My biggest takeaway is reinforcing the importance of the principle of subsidiarity.  It’s from the Catholic Church.  Bryan Stevenson, the racial justice organizer, calls it a different term.  He say’s “get proximate.”  It means that the people closest to the problems are likely to have the best ideas and be most able to resolve them.

My evidence about this is primarily anecdotal, but there are a hell of lot of anecdotes to support it because I talk to lots of teachers around the country.

You had some districts engage with teachers and our unions – and with parents and students – regularly about how to respond to the pandemic and, from what I have seen and heard, their years proceeded with less disruption and more learning.

You had other district leaders who felt like they were the smartest people in the room and that there was little need to engage.  And, of course, as the saying goes, if you are, indeed, the smartest person in the room, then you are in the wrong room.   There were many districts like this but, unfortunately, a perfect example of this hubris was our district in Sacramento whose tagline, prior to talking about reopening plans with our union, was “We’ve thought of everything!”

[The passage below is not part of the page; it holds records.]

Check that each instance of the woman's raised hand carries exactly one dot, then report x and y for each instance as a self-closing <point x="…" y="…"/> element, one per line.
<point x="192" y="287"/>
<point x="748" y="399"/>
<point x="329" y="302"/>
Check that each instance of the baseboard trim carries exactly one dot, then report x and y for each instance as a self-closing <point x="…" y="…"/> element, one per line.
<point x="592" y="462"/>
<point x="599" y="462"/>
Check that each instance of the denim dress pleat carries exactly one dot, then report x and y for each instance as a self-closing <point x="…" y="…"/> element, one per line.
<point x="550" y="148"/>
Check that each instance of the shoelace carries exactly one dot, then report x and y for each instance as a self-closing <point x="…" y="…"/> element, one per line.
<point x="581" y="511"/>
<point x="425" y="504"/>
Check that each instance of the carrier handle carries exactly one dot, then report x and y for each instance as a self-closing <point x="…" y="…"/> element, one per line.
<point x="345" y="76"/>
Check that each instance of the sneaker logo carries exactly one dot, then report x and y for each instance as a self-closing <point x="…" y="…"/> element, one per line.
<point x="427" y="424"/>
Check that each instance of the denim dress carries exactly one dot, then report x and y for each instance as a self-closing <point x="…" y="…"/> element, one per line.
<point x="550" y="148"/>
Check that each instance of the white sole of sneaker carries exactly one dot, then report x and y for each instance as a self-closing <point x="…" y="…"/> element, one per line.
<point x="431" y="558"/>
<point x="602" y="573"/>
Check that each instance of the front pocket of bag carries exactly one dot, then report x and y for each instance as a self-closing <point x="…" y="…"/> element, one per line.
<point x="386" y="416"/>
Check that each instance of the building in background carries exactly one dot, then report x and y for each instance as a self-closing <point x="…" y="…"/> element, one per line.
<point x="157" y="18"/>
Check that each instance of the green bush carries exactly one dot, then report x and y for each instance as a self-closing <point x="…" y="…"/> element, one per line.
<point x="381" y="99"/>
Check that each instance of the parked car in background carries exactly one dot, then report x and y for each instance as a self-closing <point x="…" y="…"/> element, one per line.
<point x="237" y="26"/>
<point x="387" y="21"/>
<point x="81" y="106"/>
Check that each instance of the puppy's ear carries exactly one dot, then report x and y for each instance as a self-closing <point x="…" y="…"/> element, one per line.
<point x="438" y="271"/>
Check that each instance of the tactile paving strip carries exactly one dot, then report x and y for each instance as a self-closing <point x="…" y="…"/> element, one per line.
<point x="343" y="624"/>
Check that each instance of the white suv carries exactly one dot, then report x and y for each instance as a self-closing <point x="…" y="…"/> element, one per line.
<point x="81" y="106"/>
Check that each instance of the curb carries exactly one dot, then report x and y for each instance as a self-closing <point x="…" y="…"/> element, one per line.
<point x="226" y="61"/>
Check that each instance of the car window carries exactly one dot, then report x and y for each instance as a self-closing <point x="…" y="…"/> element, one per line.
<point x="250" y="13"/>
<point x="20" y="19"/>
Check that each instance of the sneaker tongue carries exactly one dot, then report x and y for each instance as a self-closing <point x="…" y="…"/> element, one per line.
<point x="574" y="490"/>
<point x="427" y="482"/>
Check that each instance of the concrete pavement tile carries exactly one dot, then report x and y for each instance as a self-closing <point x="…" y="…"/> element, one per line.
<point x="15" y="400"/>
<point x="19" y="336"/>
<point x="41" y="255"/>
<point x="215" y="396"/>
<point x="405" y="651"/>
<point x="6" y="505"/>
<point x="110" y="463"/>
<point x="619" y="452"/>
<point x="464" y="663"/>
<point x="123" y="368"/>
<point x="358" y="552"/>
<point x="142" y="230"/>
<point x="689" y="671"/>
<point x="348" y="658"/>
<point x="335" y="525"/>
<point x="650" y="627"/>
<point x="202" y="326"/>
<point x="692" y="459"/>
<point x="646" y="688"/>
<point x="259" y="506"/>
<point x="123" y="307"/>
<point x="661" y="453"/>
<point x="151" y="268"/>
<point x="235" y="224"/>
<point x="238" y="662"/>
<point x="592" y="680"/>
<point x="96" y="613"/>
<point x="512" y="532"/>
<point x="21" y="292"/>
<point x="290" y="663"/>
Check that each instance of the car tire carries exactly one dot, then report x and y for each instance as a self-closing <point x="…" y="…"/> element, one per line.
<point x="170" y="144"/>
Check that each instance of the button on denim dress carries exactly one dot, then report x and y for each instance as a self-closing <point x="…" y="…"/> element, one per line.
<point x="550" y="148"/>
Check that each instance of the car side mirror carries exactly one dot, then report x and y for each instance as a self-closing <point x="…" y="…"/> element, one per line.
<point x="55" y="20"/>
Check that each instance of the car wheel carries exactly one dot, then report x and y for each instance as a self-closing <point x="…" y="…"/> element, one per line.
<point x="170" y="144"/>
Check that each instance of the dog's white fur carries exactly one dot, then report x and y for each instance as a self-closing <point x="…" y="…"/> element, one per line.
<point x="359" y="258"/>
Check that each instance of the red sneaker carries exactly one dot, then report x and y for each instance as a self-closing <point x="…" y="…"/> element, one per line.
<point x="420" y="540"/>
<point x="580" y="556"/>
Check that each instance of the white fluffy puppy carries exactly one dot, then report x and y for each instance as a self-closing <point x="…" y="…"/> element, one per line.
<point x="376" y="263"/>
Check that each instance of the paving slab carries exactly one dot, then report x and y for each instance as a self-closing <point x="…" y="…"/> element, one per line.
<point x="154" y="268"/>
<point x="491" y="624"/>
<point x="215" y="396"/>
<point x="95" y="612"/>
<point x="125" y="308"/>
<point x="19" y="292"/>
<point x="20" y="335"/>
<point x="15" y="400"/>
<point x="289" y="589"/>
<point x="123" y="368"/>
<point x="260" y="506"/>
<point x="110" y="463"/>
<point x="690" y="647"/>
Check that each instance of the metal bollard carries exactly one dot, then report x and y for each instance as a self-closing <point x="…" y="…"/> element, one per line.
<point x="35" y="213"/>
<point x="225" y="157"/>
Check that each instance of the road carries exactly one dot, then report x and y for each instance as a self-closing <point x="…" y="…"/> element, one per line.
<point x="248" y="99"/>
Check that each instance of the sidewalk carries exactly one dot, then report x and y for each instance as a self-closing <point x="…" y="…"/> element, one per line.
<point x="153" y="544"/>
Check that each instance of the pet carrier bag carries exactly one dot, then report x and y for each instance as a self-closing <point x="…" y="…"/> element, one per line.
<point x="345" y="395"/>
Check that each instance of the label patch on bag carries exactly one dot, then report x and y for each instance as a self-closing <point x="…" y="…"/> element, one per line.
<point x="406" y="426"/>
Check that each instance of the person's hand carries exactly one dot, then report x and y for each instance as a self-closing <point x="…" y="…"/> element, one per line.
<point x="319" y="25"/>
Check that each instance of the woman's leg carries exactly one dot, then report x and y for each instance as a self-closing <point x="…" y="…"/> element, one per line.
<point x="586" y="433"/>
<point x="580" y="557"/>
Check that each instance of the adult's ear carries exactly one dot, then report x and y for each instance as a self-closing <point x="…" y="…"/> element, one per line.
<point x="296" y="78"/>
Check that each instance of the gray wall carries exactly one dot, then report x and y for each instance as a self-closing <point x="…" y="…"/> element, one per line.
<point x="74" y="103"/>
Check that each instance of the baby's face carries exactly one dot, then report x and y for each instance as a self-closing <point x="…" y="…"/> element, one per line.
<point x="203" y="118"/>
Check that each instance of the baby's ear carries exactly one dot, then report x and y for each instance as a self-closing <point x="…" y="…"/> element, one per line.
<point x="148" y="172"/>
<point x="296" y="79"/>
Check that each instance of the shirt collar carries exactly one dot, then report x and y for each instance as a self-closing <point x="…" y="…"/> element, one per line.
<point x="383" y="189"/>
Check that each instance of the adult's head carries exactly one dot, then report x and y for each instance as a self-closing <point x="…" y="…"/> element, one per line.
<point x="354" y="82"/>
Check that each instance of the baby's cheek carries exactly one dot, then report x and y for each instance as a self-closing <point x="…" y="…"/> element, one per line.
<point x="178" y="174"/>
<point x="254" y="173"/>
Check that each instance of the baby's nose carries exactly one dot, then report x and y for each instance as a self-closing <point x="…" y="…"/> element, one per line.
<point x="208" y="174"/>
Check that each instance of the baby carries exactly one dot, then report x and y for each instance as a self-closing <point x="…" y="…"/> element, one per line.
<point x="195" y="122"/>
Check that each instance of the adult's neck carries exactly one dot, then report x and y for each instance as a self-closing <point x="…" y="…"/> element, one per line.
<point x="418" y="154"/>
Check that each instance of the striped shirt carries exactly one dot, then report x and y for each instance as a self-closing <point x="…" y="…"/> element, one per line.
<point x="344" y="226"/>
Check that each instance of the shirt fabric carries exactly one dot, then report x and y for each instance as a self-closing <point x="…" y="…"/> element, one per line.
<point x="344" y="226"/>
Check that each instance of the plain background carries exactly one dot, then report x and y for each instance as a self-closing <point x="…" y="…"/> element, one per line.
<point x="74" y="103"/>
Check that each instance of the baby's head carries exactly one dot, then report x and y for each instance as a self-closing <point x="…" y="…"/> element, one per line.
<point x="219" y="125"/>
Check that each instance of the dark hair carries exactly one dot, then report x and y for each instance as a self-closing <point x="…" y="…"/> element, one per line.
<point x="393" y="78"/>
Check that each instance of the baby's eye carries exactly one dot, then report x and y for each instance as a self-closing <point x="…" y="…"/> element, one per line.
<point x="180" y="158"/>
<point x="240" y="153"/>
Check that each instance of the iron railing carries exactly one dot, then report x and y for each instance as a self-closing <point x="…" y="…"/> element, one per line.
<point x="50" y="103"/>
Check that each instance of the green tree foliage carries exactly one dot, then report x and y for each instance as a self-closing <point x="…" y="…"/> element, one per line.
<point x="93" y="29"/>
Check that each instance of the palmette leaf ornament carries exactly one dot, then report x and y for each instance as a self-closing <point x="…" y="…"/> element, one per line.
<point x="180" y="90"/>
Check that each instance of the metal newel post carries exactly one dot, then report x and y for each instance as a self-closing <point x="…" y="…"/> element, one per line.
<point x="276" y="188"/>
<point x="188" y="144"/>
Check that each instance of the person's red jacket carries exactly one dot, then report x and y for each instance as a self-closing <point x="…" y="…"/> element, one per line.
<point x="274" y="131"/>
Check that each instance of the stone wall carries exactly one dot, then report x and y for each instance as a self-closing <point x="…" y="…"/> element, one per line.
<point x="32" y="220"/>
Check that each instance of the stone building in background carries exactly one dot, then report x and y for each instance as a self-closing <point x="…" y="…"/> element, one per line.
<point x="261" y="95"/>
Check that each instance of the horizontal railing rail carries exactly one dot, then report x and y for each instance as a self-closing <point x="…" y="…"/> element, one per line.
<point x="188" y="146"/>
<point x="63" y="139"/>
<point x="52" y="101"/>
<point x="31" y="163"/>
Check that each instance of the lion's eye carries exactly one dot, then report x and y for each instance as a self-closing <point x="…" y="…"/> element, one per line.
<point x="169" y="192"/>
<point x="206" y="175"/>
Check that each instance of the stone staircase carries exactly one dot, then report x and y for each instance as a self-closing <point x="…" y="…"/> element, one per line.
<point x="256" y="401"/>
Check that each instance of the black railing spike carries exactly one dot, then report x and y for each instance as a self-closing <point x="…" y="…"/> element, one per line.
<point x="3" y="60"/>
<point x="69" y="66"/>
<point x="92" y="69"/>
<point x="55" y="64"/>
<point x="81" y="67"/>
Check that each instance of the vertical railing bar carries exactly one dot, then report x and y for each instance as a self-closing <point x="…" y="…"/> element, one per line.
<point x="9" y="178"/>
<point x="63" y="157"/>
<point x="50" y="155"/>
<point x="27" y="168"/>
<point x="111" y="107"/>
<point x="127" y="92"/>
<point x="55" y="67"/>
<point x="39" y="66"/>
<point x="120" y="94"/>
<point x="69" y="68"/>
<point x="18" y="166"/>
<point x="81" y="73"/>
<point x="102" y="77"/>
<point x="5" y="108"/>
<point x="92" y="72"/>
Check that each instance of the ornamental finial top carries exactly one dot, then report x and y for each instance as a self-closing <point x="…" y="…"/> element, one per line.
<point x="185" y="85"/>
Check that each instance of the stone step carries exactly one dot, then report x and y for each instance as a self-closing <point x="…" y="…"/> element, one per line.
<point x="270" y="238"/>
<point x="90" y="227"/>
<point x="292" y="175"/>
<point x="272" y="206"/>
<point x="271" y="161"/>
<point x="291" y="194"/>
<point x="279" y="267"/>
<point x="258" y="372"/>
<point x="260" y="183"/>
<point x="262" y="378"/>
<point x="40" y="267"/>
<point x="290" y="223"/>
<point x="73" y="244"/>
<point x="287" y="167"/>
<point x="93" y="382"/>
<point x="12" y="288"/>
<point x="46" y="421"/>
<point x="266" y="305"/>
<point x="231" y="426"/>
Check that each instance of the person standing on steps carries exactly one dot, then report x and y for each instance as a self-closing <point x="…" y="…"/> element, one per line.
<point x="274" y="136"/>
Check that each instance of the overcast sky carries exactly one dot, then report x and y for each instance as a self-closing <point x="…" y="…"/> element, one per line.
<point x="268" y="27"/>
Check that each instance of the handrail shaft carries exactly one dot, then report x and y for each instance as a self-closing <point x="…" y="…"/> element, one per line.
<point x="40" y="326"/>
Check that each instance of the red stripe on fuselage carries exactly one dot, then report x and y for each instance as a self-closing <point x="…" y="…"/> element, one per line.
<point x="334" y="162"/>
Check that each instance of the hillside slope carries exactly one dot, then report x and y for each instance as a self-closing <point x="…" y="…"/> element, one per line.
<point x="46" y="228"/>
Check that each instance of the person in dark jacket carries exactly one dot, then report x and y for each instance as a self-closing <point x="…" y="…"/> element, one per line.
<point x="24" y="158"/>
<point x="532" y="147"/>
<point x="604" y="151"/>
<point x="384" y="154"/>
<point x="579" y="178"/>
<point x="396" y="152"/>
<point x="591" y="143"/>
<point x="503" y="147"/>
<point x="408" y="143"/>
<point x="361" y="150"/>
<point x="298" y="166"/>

Then they met with our union, and learned about everything they hadn’t thought of, or thought of far too late, like the fact that it was going to be difficult to do concurrent teaching with all the teacher computers that were ten years old.

You had districts who insisted on doing centralized efforts to track down missing students, instead of having local schools hire residents who had relationships in the neighborhoods to do it.

You had districts who just communicated with families through online surveys, instead of recognizing it was going to take a lot of pro-active outreach by phone and safe door-knocking to reach many low-income families of color.

On a classroom level,  I think many teachers, including me, recognized that if we were going to make remote classes work, we needed to promote student voice on steroids.  For example, I developed leadership teams in each class who led small groups, debriefed regularly, and made changes.